The interest rate in a cumulative fixed deposit is typically compounded quarterly and re-invested with the principal. Hence, cumulative FDs are suitable when you are investing to achieve a long-term goal. Non-cumulative FDs, on the other hand, are generally suitable for retired investors and pensioners who require interest income to meet their day-to-day expenses.
4. Premature Withdrawal
An unexpected need may arise before your FD matures or you may want to shift your deposit to a different financial organisation to take advantage of a higher interest rate. Anticipating situations like these, it is necessary to look at the premature withdrawal charges and whether or not the bank will permit it.
The tenure for most bank fixed deposit varies from 7 days to 10 years. However, two banks – IDBI bank do offer tenure of 20 years. In case of IDBI bank the 20 year deposit can only be done with regular payout option and not cumulative.On the other hand most foreign banks like Citibank, Standard Charted, Deutsche Bank have maximum tenure of 5 years only.
6. Loan against FD
Investing in an FD comes with a loan facility that investors can opt for, which is one of the major benefits of this deposit scheme. During any financial emergency, investors can avail loans against FDs, up to 90 per cent of their own deposit. You can avail loan up to a maximum tenure of your deposit scheme, as the maximum tenure is restricted up to the maximum tenure of the FD.
Banks usually charge interest at 0.5 per cent to 2 per cent above the applicable FD interest rate on loans against FDs. For instance, SBI offers loans against FDs at the rate of 6.25 to 7.25 per cent. While choosing the bank, compare and opt for the bank that offers you the lowest spread over the FD rate.
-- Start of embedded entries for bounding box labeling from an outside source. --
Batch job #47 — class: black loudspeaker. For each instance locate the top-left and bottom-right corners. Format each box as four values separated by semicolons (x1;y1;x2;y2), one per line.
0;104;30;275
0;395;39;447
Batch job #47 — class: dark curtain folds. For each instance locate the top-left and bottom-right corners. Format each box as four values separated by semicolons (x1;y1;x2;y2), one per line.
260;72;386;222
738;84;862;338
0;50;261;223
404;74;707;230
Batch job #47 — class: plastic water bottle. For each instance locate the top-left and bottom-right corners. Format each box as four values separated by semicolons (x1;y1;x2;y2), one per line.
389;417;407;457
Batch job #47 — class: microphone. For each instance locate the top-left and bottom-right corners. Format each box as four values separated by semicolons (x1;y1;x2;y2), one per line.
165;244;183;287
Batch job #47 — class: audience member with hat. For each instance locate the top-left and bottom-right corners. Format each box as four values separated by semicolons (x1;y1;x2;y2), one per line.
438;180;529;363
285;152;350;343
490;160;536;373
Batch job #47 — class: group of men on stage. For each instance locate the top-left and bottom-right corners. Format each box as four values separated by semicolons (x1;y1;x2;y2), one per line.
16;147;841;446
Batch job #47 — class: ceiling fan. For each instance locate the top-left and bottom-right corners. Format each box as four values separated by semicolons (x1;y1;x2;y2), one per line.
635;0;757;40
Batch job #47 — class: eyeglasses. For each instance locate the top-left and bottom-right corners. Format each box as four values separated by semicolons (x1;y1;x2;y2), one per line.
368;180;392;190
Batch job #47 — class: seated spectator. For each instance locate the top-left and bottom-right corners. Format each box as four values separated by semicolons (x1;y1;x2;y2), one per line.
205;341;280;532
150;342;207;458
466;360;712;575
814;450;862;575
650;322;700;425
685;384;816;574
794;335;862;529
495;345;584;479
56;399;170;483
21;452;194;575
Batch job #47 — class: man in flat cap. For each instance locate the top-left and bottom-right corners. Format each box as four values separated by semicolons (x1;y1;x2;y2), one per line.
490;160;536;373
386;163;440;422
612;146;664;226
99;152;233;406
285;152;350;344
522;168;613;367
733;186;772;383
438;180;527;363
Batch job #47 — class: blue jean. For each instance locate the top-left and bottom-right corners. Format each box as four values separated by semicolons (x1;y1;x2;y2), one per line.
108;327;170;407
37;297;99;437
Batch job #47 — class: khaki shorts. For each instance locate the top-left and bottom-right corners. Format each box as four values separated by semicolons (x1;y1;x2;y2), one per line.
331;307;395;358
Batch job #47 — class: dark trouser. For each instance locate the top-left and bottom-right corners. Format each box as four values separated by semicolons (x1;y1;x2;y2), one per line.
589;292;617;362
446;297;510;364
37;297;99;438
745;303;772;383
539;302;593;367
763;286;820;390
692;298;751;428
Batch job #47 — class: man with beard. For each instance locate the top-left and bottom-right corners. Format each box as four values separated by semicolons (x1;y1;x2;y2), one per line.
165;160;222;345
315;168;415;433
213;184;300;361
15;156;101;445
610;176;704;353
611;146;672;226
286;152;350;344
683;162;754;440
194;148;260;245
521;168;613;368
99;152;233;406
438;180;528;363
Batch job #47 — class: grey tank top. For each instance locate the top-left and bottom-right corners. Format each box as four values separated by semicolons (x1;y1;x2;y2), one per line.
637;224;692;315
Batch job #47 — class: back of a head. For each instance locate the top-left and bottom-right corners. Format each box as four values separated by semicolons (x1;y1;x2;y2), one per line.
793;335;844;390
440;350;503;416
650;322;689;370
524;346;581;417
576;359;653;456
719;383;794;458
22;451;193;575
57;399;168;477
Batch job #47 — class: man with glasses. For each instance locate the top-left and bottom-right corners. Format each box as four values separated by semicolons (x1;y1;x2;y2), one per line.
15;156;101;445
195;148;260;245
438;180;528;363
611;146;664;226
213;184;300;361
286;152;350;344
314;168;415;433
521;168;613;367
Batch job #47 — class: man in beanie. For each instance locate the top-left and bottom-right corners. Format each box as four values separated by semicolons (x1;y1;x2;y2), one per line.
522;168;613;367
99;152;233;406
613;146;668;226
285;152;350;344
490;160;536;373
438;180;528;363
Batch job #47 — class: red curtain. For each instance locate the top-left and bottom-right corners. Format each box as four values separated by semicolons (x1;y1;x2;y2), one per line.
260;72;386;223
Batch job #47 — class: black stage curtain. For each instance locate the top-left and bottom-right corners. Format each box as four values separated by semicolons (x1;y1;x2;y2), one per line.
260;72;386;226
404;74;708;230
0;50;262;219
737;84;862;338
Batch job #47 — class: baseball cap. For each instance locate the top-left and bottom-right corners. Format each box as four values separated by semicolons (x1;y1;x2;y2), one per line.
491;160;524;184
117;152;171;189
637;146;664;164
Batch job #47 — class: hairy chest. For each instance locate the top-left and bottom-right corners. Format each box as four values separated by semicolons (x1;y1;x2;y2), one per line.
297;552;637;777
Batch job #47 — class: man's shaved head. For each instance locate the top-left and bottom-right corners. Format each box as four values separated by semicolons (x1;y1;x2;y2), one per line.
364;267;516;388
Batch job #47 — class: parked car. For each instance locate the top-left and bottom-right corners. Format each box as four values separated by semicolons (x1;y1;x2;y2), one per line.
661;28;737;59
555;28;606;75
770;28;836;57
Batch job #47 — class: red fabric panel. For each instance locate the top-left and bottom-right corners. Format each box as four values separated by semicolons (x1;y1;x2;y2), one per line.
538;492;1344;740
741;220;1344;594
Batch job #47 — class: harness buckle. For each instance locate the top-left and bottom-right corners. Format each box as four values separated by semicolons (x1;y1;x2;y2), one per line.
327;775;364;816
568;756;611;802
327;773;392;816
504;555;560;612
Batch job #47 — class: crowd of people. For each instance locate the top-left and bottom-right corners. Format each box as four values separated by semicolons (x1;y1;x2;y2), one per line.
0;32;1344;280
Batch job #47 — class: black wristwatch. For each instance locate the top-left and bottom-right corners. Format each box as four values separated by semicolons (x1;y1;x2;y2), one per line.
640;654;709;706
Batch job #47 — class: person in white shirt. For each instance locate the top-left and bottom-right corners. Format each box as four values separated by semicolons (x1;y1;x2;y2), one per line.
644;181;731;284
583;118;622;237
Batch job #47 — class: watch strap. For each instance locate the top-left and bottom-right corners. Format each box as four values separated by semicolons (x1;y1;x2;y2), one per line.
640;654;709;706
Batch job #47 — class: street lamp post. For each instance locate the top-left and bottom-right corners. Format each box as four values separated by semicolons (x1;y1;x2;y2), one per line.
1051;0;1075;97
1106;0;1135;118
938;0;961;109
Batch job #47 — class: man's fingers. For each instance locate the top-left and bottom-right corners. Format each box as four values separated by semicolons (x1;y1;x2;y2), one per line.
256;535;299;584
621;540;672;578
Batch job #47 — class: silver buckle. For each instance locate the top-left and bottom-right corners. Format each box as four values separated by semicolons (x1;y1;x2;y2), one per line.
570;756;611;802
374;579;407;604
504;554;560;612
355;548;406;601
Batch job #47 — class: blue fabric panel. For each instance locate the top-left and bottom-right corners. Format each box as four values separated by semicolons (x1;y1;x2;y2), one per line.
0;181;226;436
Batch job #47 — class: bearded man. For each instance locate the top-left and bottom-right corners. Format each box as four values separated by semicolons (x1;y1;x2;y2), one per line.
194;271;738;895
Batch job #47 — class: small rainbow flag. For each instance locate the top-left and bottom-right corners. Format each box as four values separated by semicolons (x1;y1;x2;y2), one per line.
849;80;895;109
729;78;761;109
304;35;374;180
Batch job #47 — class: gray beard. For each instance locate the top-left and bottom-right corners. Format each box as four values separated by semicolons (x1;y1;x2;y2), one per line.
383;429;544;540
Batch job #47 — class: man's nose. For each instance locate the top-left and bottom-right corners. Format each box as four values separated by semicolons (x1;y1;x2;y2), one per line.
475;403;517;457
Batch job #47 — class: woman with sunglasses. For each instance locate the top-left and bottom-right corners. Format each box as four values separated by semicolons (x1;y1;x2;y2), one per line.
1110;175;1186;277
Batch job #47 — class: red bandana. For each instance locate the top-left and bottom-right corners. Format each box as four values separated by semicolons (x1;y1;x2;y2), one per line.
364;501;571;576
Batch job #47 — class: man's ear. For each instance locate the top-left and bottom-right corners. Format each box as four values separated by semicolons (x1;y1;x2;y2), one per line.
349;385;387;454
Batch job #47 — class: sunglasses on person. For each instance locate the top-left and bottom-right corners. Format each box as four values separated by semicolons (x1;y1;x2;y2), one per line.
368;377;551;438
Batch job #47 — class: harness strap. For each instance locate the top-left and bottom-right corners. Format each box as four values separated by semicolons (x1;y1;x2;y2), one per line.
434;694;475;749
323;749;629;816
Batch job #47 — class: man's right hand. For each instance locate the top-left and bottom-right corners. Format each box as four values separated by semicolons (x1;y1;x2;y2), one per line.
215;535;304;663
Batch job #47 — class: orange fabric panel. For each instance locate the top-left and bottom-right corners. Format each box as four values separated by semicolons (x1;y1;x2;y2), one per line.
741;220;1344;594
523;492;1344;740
The interest earned on bank FD is subject to tax as per one’s income tax slab. The amount of interest income gets added to the ‘Income from other sources’ and then taxed. Illustratively, on a bank fixed deposit of 7.5 per cent per annum, the after-tax return for taxpayers in the 5 per cent, 20 per cent and 30 per cent tax brackets works out to be 7 per cent, 5.94 per cent and 5.16 per cent, respectively.
Before paying interest to the depositor, the bank is supposed to deduct tax at source i.e. TDS of ten per cent but only if the interest income exceeds Rs 40,000 in the financial year. In order to avoid deduction of TDS, one may submit Form 15G/ Form 15H to the banker.
Further, there are specified 5-year taxes saving bank FD in all banks. The investment in such qualifies for tax benefit under section 80C. Remember, that unlike regular deposits, no premature exit is allowed in them as the lock-in period in them is five years.